A fluorescent micrograph of cancer cells. A new image-processing algorithm helps to unmix spatially overlapping proteins in such images.Credit: Nicola Ferrari/Getty Images
A novel technique for unmixing the signals from as many as 15 spatially overlapping fluorophores is allowing the identification and separation of spatially overlapping proteins in heterogenous biological samples using just one imaging round (J. Seo et al. Nature Commun. 13, 2475; 2022). This approach promises to accelerate biological research and help with the early detection and diagnosis of cancer.
Fluorescence microscopy is one of the main workhorses of research in the life sciences and medicine. It allows researchers to stain and visualize specific molecules in a sample and to discover the locations and movements of different components in cells.
In general multicolour-experiments, only four or five different fluorophores with distinct excitation and emission spectra can be used simultaneously in a sample. However, the increasing complexity of biological and medical research questions demands the utilization of more dyes per sample.
Addressing this gap, eight researchers in South Korea have developed a sophisticated technique that makes it possible to ‘unmix’ multiple dyes coupled to spatially overlapping proteins in a biological sample without using reference spectra for each fluorophore.
The team demonstrated their technique, which they named PICASSO, by imaging samples from the mouse brain.
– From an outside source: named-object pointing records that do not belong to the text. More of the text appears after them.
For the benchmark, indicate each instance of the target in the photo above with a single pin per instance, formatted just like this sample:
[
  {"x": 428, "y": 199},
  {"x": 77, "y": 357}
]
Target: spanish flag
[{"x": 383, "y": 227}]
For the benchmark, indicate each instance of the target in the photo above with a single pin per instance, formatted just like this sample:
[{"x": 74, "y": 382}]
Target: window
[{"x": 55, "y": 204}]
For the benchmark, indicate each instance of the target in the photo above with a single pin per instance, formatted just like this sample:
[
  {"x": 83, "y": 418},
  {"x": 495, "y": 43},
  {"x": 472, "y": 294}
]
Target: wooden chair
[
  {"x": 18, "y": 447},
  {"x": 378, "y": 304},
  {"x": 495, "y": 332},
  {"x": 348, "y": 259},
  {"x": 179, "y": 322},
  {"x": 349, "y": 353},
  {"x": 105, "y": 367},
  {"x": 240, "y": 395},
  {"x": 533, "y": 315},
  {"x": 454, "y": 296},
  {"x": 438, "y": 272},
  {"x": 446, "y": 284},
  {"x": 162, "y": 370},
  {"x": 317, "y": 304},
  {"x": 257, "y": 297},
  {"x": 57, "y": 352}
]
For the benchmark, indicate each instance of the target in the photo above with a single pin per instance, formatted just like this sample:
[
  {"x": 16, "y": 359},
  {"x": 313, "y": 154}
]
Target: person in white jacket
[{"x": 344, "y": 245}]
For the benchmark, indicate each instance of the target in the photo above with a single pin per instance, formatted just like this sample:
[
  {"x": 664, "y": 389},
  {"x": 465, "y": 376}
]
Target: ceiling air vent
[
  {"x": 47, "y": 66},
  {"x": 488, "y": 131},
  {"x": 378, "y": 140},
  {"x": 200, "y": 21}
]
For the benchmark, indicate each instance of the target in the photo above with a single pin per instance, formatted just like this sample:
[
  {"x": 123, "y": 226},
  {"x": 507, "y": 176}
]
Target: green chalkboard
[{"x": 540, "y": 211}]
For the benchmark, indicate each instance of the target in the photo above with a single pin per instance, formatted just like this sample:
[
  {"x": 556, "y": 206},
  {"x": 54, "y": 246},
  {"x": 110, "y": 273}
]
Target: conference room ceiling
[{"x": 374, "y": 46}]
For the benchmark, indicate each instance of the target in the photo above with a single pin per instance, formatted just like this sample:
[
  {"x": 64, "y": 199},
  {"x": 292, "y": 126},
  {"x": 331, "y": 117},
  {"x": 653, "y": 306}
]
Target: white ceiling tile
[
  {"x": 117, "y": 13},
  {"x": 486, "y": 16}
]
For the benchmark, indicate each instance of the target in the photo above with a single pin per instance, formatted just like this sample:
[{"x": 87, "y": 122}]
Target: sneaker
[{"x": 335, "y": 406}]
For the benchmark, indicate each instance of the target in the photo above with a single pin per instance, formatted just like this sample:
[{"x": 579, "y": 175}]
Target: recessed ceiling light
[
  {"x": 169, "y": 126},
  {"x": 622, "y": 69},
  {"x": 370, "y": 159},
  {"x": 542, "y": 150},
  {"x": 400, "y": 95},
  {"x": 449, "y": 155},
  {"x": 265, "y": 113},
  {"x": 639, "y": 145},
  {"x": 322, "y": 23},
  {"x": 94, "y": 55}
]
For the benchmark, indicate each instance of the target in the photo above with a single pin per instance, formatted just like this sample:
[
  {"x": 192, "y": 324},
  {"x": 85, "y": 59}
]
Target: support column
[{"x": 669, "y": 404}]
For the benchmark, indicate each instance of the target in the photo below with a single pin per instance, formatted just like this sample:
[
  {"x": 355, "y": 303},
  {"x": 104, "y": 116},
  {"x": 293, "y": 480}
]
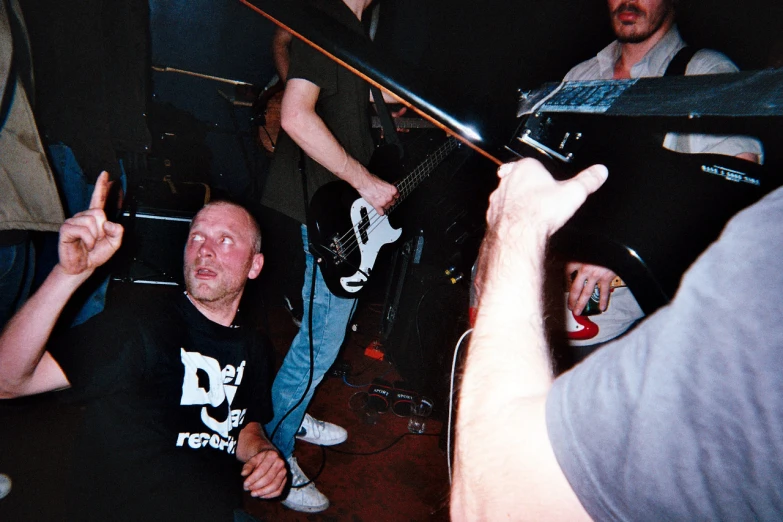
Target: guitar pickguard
[{"x": 371, "y": 233}]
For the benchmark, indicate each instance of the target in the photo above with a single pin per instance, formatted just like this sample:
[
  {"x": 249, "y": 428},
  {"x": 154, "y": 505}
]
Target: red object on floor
[{"x": 374, "y": 351}]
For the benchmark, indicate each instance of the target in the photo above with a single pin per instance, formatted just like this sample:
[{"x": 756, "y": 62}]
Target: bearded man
[{"x": 648, "y": 44}]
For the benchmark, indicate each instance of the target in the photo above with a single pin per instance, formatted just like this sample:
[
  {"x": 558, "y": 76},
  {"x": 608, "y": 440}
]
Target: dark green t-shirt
[{"x": 343, "y": 105}]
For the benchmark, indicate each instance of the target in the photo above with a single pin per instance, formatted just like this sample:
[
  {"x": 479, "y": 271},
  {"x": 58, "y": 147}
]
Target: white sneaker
[
  {"x": 320, "y": 432},
  {"x": 306, "y": 499}
]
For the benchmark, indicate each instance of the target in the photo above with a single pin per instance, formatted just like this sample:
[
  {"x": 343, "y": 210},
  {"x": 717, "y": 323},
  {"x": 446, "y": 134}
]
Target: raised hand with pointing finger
[{"x": 88, "y": 239}]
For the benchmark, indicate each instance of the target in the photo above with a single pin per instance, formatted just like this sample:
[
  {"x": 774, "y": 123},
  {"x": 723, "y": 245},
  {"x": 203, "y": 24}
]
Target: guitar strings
[{"x": 351, "y": 237}]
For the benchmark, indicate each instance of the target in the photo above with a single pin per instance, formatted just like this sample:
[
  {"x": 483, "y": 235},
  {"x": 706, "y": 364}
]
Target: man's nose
[{"x": 206, "y": 250}]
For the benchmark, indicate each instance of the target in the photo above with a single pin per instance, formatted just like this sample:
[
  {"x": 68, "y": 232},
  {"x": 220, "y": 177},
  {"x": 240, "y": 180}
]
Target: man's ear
[{"x": 256, "y": 265}]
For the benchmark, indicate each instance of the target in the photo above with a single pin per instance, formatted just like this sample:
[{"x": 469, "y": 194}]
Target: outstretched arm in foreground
[
  {"x": 505, "y": 468},
  {"x": 87, "y": 241},
  {"x": 264, "y": 470}
]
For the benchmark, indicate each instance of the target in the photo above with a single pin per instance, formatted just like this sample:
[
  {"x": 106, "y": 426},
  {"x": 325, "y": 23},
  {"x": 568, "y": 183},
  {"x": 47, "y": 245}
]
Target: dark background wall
[{"x": 479, "y": 53}]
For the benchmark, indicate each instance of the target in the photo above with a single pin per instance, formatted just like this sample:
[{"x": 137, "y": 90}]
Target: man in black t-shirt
[
  {"x": 325, "y": 117},
  {"x": 173, "y": 394}
]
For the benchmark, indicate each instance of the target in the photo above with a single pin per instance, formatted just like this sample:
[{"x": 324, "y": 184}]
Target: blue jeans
[
  {"x": 16, "y": 275},
  {"x": 330, "y": 319}
]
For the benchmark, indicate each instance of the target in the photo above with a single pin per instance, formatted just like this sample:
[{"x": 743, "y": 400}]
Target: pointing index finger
[{"x": 101, "y": 192}]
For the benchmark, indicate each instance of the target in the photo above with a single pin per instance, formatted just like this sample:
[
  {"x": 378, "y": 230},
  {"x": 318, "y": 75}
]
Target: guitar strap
[{"x": 389, "y": 130}]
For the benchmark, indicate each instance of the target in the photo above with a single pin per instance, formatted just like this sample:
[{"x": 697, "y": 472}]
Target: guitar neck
[
  {"x": 404, "y": 123},
  {"x": 409, "y": 183}
]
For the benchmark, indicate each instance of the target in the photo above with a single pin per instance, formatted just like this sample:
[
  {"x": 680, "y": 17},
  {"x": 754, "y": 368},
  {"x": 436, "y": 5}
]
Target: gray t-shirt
[{"x": 683, "y": 418}]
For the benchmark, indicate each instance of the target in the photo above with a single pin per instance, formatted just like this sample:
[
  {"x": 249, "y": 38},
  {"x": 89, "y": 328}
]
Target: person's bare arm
[
  {"x": 308, "y": 130},
  {"x": 281, "y": 46},
  {"x": 504, "y": 465},
  {"x": 87, "y": 241},
  {"x": 264, "y": 470}
]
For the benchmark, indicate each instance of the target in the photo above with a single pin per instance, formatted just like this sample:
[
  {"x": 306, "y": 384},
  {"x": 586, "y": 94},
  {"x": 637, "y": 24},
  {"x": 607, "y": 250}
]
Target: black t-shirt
[
  {"x": 343, "y": 105},
  {"x": 165, "y": 393}
]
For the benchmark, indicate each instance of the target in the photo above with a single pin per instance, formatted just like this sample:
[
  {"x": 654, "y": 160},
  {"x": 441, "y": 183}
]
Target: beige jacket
[{"x": 28, "y": 195}]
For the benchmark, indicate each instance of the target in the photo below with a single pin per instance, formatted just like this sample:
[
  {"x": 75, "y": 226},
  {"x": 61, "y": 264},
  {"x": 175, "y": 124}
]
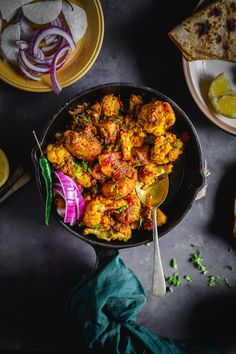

They stained tissue samples with multiple antibodies that target proteins that are strongly expressed and have well-known expression patterns. The images obtained from various brain regions were clearly unmixed using PICASSO.
“Under a wide range of experimental conditions, PICASSO was able to accurately separate the mixed images into individual images, each containing the signal of just one protein,” says Jae-Byum Chang of the Korea Advanced Institute of Science and Technology in Daejeon, South Korea. “PICASSO is especially advantageous in cases where it is difficult to measure the exact emission spectra of fluorophores, or when these spectra vary over space.”
“PICASSO operates on the assumption that the amount of shared information between two images increases as the images become more mixed,” explains Chang. “Based on this assumption, PICASSO gradually reduces the amount of mutual information shared by images acquired in different spectral ranges.”
Importantly, PICASSO is a ‘blind’ unmixing technique, meaning that it doesn’t require reference spectra — that is, those taken from a region of an image containing just one dye. This simplifies the multiplexed imaging process. “Measuring precise emission spectra can sometimes be challenging and time consuming for complex specimens,” says Chang. “For such cases, a blind unmixing approach such as PICASSO can be a powerful alternative.”
The researchers are delighted by the significant surge in interest in multiplexed imaging today. In the past five years, numerous multiplexed imaging techniques, including their own, have emerged. “Some of these innovative techniques have already been commercialized and are actively being used in laboratories,” says Chang. “We’re excited to be contributing to this rapidly expanding field.”
The team intends to take their research further. “PICASSO represents our first step towards developing more-robust blind unmixing algorithms that can effectively handle images with high levels of noise or low signal intensities,” says Chang.